Managing Incontinence
The ultimate goal for any clinician caring for an individual with urinary or faecal incontinence is to alleviate and control bowel/bladder function (Cooper, 2011). In order to do this, the clinician needs to establish the cause of the incontinence and implement a plan of care. A clear patient history should be taken when assessing a patient with incontinence. (Ousey, 2017)
A multi-disciplinary approach involving specialists, e.g. continence specialists and dieticians, can be used when planning a treatment and management plan.

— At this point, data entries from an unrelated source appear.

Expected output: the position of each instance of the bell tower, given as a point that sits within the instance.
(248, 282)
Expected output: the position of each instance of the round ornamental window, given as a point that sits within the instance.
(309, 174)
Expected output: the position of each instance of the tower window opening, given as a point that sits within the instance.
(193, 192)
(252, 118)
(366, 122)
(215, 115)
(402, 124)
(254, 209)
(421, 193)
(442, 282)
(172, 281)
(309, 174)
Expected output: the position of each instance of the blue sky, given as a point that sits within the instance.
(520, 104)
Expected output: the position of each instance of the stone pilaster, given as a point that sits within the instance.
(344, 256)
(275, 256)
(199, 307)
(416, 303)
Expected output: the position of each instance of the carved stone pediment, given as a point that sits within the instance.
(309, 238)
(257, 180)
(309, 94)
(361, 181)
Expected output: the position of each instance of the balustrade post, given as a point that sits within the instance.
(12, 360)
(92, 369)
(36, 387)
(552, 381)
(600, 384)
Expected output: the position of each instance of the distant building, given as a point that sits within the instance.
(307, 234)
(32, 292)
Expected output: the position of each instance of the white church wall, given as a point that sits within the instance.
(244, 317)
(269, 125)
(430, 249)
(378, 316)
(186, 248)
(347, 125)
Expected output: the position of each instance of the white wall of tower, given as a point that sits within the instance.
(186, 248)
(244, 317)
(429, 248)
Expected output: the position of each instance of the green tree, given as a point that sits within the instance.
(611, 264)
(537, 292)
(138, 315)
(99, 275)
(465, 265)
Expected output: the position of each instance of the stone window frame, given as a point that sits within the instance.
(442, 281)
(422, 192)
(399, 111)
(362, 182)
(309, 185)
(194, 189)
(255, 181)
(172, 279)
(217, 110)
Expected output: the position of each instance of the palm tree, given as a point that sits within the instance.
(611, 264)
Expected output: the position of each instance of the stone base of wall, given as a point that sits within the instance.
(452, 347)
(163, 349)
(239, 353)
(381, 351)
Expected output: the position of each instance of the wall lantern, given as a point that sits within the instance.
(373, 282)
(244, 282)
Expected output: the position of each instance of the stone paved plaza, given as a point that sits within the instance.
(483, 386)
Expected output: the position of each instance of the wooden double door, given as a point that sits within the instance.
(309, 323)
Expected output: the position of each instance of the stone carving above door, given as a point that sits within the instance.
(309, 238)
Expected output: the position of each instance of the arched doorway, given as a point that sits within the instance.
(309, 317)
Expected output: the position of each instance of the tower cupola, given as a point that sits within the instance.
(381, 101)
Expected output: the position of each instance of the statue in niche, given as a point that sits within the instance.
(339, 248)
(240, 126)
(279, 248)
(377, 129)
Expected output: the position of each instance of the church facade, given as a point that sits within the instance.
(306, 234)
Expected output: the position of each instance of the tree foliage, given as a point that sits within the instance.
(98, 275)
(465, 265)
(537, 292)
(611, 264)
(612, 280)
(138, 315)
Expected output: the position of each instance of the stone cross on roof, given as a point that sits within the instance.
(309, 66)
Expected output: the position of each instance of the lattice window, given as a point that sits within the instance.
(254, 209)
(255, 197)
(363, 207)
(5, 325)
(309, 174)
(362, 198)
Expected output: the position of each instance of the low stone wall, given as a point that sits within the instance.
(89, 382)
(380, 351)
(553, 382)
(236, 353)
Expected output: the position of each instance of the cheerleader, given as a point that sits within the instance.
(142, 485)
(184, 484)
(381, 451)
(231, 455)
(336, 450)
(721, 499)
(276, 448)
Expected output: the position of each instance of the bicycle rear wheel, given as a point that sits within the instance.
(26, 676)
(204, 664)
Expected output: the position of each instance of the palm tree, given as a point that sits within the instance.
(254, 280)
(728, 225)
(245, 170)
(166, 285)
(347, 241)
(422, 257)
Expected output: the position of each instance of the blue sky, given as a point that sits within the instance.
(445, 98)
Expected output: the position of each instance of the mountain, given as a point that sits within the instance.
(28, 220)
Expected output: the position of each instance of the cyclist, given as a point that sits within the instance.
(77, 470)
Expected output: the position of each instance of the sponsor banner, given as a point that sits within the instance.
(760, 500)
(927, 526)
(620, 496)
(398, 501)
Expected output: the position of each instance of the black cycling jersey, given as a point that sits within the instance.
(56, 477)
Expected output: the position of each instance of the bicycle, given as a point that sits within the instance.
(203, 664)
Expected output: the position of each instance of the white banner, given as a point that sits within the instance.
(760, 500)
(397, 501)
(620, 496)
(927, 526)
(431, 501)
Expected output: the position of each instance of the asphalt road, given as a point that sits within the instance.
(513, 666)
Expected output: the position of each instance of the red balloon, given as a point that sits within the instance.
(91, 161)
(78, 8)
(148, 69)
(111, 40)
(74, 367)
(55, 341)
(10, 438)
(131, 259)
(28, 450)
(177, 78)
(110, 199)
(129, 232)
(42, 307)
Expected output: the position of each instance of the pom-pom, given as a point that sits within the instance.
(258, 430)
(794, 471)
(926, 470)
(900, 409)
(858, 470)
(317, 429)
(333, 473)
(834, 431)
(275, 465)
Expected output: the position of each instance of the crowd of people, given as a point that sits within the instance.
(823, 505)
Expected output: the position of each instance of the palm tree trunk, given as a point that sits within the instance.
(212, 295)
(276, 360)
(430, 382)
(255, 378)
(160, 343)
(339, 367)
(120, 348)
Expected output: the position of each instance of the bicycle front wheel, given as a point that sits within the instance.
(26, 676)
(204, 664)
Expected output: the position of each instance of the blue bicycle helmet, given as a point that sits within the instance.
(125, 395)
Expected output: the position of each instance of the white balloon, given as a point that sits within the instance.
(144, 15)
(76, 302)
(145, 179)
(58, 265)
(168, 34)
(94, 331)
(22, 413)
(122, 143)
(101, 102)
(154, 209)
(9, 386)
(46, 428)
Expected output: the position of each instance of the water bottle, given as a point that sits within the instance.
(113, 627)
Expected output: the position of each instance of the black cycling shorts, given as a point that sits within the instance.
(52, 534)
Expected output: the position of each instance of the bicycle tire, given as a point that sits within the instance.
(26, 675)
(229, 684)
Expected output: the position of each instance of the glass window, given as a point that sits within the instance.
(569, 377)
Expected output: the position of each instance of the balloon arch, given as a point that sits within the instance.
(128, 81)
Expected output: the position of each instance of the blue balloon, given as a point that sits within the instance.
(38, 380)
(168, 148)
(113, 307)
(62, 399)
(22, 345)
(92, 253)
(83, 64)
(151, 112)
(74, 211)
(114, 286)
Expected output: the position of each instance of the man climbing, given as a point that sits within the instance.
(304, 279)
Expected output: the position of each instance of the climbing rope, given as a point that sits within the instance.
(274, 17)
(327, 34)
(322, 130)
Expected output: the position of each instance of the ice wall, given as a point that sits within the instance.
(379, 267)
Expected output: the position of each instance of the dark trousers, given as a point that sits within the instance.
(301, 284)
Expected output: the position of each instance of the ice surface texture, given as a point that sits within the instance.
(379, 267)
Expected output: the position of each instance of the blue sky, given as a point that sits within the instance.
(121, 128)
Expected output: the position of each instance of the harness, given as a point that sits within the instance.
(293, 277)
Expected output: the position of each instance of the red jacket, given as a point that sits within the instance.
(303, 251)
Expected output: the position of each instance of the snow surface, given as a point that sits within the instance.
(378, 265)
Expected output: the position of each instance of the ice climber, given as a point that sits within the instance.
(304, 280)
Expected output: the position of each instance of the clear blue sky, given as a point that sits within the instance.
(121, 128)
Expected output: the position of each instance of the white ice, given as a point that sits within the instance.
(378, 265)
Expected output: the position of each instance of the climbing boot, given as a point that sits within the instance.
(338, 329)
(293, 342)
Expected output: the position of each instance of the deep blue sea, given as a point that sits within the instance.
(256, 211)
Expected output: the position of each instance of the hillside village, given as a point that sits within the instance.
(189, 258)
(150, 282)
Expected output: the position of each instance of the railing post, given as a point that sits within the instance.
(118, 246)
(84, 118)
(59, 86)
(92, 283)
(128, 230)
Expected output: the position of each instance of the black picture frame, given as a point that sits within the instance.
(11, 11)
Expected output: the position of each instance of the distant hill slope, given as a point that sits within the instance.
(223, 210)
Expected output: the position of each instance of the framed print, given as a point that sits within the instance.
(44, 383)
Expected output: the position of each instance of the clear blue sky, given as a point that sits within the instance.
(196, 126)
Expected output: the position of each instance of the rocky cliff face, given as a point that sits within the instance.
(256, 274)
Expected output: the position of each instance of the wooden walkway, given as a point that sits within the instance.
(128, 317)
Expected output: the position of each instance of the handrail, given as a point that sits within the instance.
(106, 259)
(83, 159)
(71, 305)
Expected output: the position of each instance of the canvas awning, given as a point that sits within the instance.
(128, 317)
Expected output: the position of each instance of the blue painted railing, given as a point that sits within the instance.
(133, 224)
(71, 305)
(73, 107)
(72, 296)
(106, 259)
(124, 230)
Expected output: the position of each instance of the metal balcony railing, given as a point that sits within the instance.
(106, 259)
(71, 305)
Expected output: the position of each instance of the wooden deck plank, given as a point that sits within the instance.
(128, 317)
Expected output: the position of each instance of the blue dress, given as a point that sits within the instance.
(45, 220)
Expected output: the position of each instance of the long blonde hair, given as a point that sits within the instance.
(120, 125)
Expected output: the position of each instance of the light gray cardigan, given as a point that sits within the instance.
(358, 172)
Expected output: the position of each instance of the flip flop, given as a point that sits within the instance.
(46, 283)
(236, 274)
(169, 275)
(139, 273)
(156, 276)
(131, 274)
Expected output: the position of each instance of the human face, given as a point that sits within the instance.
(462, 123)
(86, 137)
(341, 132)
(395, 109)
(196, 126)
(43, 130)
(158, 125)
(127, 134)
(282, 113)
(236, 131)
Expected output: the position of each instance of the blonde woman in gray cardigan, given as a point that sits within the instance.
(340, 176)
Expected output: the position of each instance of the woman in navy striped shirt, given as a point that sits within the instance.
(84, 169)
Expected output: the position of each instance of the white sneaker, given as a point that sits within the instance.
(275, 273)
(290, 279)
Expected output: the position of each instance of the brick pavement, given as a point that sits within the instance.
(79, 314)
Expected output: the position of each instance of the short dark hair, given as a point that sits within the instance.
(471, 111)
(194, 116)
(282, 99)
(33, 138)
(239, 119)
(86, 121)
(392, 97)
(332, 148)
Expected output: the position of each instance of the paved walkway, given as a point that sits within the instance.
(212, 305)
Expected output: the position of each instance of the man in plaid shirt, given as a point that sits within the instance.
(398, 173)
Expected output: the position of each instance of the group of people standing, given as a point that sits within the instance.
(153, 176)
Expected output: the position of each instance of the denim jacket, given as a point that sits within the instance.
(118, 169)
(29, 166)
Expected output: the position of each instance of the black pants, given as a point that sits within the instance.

Possible causes of faecal incontinence:
- Anal sphincter damage or weakness
- Obstetric trauma to anal sphincter muscles and surgery such as lateral sphincterotomy, haemorrhoidectomy and anal stretch
- Neurological conditions
- Spinal cord injury, multiple sclerosis, Parkinson’s disease, spina bifida and stroke
- Impaction with overflow
- Frail or immobile patient and physical disability
- Cognitive impairment, e.g. dementia
- Anorectal pathology
- Rectal prolapse, congenital abnormalities and anal/recto-vaginal fistula
- Diarrhoea/intestinal hurry
- Crohn’s disease, ulcerative colitis and drugs, e.g. antibiotics
Possible causes of urinary incontinence:
- Stress incontinence
- Pelvic floor muscles damaged or weakened
- Urethral sphincter damage
- Urge incontinence
- Urinary tract infection
- Neurological conditions as above
- Bladder cancer
- Increasing age
- Bladder outlet obstruction/stones
- Benign prostatic hypertrophy (men)
- Unknown cause
- Overflow incontinence
- Enlarged prostate gland (men)
- Bladder stones
- Constipation
- Surgery to the bowel or spinal cord
- Weak bladder muscles
- Nerve damage
- Some medications
Medications associated with urinary incontinence:
- Alpha-adrenergic agonists
- Alpha-adrenergic blockers
- Angiotensin-converting enzymes
- Diuretics
- Cholinesterase inhibitors
- Some medications with anticholinergic effect
- Hormone replacement therapy
- Opioids
- Sedatives and hypnotics
(Bianchi, 2012)
A multidisciplinary approach may be required, with the continence advisor included in the team of clinicians involved in planning care (Bianchi, 2012).
The range of treatment options for managing incontinence include:
- Continence devices (including containment devices, e.g. appropriate use of incontinence pads)
- Faecal management systems
- Catheterisation
For reversible causes, options include non-invasive interventions such as toileting techniques or nutritional and fluid management. (Ousey, 2017)
Incontinence, especially acute diarrhoea, does represent a significant threat to perianal skin integrity and, if not managed appropriately, is likely to lead to the formation of a moisture lesion and/or moisture associated skin damage (Beldon, 2008). Appropriate skin care can assist in the prevention and treatment of MASD.